The combination of (1) enhanced fault probability analysis (which improves the probability order of solutions), and (2) the integration of concepts known from the automatic test pattern generation and sequential diagnosis disciplines within a model-based, FD algorithm (which decreases the number of solutions), is a unique feature of the proposed FD research. The application to the PHS provides the essential feedback on whether the algorithmic approach meets the stringent FD requirements as found in practice.

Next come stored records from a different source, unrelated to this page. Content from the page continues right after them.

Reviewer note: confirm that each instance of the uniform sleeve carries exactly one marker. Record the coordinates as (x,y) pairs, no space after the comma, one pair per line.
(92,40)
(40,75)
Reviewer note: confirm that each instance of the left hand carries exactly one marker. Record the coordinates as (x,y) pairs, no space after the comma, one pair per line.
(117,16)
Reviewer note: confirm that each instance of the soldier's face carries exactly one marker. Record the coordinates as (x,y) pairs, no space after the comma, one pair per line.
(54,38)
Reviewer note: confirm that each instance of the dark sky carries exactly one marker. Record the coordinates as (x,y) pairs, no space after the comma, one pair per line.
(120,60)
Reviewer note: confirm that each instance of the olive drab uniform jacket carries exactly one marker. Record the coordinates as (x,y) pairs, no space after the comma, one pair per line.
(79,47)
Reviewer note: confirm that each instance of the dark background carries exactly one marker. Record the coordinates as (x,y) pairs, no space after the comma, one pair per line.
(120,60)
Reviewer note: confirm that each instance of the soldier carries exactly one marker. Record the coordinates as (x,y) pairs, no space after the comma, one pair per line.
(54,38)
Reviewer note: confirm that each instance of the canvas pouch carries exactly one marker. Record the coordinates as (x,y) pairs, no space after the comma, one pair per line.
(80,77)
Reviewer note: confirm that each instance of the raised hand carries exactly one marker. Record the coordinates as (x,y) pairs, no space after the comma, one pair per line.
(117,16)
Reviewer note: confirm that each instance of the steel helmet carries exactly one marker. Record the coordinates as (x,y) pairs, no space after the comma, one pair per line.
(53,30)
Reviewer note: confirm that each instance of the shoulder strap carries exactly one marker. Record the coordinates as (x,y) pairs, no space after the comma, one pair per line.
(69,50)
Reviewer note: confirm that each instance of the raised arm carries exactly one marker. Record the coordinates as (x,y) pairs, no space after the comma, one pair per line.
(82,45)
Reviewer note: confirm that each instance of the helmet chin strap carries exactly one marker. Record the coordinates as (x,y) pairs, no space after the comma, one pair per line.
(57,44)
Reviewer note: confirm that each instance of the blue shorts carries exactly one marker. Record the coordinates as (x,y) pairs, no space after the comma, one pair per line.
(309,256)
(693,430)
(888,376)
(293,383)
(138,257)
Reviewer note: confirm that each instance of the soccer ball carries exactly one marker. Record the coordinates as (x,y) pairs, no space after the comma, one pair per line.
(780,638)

The main research question that will be addressed is: what is the added value of the FINESSE approach (advanced probability modeling and FD algorithm) in terms of PHS dependability. In this context, dependability is directly related to diagnostic accuracy (fault coverage, e.g., in terms of entropy loss, false true rate, and related metrics) given the key role of FD in system dependability engineering (down-time minimization, better spare part prognosis, better sensor placement, design for testability/diagnosability). Hence, the derived question is how diagnostic accuracy is improved, compared to the state-of-the-art (FD based on, e.g., CDA*). In addition, we address related research and engineering issues directly pertinent to the Oce case, such as the effect of variance in a priori probabilities on diagnostic accuracy, determining the proper prediction models for fault probability based on case studies of LogicaCMG
software, diagnostic accuracy versus cost, the impact of diagnostic accuracy on system dependability, the proper metrics for diagnostic accuracy, the effects of sensor placement on diagnostic accuracy, the effects of various algorithm parameters on diagnostic performance.